Calls have been made for Irish Water to explain how contaminated water was allowed to enter the water supplies of over 600,000 people last week.
On Tuesday, October 22, Irish Water issued a boil-water notice for households in North Co. Dublin Kildare and Meath as untreated water – containing cryptosporidium and giardia parasites – seeped into the fresh water supply caused by a “small mechanical failure” at Leixlip Treatment Plant.
The boil-water notice was lifted on Friday after an audit was taken at the plant.
The decision was jointly made by the Environmental Protection Agency (EPA), the HSE and Fingal County Council.
Now, however, local politicians and activists are calling on Irish Water to explain what caused the oversight.
Housing Minister, Eoghan Murphy TD said that he was “extremely concerned to hear that the EPA found no system was in place to respond adequately to process alarms at the water treatment plant serving a major part of our capital city and surrounding area.
“Irish Water must now work with Fingal County Council to ensure there is no repeat of this type of incident,” he said.
Representatives of Irish Water have agreed to appear in front of the Oireachtas housing committee next month to answer questions on the mechanical failure. Noel Rock TD (FG), chairman of the committee asked the governmental body to appear at its November 5 meeting.
Social Democrats councillor for Lusk, Paul Mulville said he has also invited Irish Water to attend the next county council meeting.
“I am calling on Irish Water management to appear before our next Council meeting, on Monday November 11, 5pm, and tell us exactly what is going on with the water treatment plan in Leixlip, in open and on the public record, and answer questions from the public.
“Irish Water have always declined to come to public meetings in Fingal County Council
“Now. they must do so, and they must be held accountable!
“This is now a matter of public health and wellbeing, and there can be no excuses,” he said.

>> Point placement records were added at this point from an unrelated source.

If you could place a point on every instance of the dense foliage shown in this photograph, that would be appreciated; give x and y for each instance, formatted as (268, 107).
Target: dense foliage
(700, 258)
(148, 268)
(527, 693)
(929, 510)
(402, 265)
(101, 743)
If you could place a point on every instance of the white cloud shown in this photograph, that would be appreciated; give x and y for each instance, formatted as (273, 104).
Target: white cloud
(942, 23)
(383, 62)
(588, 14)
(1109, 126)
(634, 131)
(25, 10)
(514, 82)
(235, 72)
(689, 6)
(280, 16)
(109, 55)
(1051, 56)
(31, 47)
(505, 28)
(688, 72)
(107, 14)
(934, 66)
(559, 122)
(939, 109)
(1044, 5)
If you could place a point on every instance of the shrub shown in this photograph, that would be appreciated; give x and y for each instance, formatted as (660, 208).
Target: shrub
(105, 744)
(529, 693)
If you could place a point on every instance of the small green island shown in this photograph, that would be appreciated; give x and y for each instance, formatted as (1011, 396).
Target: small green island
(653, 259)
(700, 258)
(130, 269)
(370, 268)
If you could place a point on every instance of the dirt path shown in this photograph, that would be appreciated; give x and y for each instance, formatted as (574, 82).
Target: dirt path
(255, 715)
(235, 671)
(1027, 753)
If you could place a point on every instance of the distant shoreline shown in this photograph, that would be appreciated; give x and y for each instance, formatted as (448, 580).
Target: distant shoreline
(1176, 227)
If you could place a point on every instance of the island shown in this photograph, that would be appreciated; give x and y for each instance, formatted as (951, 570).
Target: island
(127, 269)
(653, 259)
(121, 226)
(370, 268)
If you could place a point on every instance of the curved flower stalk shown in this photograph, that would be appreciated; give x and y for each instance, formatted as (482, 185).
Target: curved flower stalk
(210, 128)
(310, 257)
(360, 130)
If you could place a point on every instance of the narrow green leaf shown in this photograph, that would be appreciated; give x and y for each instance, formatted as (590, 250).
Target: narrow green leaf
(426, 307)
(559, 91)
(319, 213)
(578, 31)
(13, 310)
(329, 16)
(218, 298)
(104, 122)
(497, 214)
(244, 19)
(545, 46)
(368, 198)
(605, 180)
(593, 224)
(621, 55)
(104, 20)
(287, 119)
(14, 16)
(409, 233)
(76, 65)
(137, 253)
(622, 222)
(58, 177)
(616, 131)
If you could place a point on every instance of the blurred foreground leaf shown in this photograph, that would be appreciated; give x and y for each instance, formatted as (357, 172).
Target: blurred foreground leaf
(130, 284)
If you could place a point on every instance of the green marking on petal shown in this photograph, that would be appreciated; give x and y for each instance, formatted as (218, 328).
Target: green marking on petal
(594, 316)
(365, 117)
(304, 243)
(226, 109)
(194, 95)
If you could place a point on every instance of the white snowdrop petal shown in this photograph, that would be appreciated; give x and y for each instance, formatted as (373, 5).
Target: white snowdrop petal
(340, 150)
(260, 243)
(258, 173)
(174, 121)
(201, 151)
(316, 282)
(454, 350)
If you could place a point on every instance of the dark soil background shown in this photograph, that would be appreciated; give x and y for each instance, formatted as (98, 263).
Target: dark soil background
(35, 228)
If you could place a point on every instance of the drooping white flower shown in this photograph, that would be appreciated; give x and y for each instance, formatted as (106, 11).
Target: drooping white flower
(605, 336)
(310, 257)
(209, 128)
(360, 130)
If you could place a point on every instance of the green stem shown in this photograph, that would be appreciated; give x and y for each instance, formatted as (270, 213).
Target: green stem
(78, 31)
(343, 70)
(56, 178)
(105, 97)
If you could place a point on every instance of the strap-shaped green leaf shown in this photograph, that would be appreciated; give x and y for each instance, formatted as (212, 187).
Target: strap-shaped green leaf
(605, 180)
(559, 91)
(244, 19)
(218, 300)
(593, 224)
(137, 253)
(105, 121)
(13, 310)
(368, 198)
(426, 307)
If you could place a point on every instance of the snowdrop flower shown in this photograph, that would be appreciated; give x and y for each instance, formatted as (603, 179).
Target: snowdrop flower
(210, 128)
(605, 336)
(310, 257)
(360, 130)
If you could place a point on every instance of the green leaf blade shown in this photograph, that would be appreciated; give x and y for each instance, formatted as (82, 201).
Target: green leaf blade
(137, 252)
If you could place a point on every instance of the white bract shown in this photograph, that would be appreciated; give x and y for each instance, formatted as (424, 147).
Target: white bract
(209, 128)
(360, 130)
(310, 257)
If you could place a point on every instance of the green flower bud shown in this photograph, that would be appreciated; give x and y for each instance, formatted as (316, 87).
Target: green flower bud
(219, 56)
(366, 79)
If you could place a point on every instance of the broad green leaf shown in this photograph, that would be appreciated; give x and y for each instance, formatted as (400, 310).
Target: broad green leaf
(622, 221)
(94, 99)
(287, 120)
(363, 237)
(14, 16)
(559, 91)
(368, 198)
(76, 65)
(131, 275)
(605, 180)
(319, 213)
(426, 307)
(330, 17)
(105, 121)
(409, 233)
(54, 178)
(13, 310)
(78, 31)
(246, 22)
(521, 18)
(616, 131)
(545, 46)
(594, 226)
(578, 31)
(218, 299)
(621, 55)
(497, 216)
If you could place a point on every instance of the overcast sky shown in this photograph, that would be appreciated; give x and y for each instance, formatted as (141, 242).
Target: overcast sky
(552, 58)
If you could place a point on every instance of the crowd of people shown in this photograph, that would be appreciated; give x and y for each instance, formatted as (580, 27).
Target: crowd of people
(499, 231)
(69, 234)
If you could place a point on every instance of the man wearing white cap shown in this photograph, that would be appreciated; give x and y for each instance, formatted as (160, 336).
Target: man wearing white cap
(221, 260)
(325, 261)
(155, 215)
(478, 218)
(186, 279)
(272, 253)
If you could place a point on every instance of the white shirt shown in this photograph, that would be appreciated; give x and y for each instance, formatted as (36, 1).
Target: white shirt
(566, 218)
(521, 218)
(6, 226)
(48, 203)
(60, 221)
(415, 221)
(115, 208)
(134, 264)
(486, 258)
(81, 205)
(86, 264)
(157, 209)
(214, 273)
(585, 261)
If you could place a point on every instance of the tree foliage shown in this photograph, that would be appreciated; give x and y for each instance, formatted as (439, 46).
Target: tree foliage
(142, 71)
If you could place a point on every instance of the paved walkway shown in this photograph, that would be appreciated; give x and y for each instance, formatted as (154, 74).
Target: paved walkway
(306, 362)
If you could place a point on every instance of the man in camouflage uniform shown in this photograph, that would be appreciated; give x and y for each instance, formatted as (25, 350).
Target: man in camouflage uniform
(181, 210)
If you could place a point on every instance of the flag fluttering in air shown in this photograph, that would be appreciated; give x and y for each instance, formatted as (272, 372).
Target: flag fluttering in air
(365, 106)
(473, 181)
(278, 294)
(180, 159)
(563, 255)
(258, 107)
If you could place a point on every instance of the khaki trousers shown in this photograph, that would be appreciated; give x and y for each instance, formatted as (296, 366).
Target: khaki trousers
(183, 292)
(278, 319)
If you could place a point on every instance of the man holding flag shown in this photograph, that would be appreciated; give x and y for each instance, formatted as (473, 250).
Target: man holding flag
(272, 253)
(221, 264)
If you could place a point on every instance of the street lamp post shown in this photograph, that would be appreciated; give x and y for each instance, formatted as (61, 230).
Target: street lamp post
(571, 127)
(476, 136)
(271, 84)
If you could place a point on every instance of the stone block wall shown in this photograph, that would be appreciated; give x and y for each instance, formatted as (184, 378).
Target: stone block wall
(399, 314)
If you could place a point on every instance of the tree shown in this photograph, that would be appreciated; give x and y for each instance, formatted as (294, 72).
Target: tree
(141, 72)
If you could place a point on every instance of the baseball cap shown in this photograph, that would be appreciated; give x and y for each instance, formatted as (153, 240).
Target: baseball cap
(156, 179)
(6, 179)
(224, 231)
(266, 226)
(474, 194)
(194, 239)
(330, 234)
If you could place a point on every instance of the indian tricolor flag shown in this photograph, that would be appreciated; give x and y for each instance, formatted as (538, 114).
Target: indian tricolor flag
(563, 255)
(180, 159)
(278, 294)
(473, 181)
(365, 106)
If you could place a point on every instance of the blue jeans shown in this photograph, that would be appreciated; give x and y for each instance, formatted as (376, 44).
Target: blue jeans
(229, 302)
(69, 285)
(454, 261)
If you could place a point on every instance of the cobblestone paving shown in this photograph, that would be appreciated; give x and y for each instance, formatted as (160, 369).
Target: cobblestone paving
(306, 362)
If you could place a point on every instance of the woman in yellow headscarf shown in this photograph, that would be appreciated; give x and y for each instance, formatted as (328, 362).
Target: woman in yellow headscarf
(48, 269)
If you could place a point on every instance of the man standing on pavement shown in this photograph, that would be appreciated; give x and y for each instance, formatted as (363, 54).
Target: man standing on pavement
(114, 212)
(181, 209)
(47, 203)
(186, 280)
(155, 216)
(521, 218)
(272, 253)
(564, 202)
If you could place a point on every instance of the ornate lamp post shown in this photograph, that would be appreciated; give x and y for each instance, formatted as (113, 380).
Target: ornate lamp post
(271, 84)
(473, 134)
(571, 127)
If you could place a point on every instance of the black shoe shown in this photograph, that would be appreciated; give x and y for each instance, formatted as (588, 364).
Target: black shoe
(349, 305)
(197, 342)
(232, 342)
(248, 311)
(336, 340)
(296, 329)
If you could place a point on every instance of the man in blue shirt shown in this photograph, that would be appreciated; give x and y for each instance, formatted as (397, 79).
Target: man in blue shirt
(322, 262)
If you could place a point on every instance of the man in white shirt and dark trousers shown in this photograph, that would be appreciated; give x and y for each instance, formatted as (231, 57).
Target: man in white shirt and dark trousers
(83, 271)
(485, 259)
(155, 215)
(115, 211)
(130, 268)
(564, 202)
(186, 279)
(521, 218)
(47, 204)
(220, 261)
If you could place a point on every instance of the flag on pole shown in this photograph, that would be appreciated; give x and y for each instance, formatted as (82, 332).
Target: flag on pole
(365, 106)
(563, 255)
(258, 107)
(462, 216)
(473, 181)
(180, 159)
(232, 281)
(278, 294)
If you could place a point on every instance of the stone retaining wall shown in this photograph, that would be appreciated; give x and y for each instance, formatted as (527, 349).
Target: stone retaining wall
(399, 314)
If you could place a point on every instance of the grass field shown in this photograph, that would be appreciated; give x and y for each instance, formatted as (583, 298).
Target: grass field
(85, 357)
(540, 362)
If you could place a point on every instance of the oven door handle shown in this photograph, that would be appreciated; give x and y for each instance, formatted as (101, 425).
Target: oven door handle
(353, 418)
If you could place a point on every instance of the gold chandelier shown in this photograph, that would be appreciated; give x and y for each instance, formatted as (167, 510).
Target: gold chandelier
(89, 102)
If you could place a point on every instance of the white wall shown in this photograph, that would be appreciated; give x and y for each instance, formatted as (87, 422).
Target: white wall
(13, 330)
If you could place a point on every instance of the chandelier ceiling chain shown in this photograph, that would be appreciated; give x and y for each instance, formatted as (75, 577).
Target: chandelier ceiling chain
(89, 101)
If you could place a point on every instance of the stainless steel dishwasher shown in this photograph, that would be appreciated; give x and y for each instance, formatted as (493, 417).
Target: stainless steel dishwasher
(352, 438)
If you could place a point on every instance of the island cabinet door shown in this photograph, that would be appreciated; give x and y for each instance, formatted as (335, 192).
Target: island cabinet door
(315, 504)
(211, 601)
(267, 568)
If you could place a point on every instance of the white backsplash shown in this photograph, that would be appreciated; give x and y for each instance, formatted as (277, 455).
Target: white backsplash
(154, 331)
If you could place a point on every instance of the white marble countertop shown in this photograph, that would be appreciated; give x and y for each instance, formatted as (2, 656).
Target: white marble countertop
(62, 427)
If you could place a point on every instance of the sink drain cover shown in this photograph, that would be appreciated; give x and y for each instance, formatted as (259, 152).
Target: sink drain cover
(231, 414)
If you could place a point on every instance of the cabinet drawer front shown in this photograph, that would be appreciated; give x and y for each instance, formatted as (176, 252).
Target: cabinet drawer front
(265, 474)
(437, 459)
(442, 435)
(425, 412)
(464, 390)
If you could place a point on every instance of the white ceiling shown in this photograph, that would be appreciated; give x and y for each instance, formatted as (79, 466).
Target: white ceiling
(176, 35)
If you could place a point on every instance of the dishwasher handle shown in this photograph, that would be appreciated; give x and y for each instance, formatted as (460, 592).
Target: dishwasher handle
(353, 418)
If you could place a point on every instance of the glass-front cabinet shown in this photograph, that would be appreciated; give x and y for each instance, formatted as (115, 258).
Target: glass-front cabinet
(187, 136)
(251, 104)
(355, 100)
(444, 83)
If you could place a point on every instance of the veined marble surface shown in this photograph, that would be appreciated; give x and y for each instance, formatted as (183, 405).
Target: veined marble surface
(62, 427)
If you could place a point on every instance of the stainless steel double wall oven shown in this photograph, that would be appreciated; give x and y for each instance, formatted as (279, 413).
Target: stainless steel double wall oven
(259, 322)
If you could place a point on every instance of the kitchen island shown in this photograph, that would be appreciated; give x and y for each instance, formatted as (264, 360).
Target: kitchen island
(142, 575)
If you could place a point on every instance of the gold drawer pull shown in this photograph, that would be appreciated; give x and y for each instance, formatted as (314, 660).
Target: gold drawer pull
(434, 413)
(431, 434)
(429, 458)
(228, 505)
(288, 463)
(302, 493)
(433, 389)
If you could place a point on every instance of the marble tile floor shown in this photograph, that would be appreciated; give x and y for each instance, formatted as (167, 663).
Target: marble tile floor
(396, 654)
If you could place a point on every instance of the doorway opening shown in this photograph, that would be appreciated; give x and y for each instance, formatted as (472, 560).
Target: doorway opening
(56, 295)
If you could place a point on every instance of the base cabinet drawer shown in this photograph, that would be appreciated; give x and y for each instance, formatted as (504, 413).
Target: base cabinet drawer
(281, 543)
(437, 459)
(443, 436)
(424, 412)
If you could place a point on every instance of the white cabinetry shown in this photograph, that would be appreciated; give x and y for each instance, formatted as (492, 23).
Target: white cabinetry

Sinn Féin spokesman on water Eoin O’Broin TD said Irish Water had “some serious questions to answer”.
He said: “A report from the EPA back in March raised concerns about potential operational failures at the same plant and made eight recommendations on how to address these issues.
“So, what Irish Water need to state is, is the contamination of the water supply as a result of what the EPA identified as a concern in March?
“If so, why didn’t Irish Water and the operators of the plant prioritise addressing these concerns?”
Emma Kennedy, solicitor and water activist says that “a lot is still not clear with want went wrong with the water last week.
“Leixlip recently underwent a major overhaul. €30m in public funds were spent in giving the entire plant an upgrade – nothing should have went wrong at Leixlip.”
Kennedy says that the failure to address the issues that arose at the plant in March is worrying and there are “questions about trust, questions about accountability.”
In response to the complaints, Yvonne Harris, head of customer relations at Irish Water, said: “Irish Water acknowledge and understand the impact of this boil water notice on the 600,000 people affected and we sincerely regret the inconvenience.
“We endeavoured to keep the public up to date at every stage and we are grateful to the media, elected representatives and members of the public who shared the information on social media and who supported family, friends and neighbours.”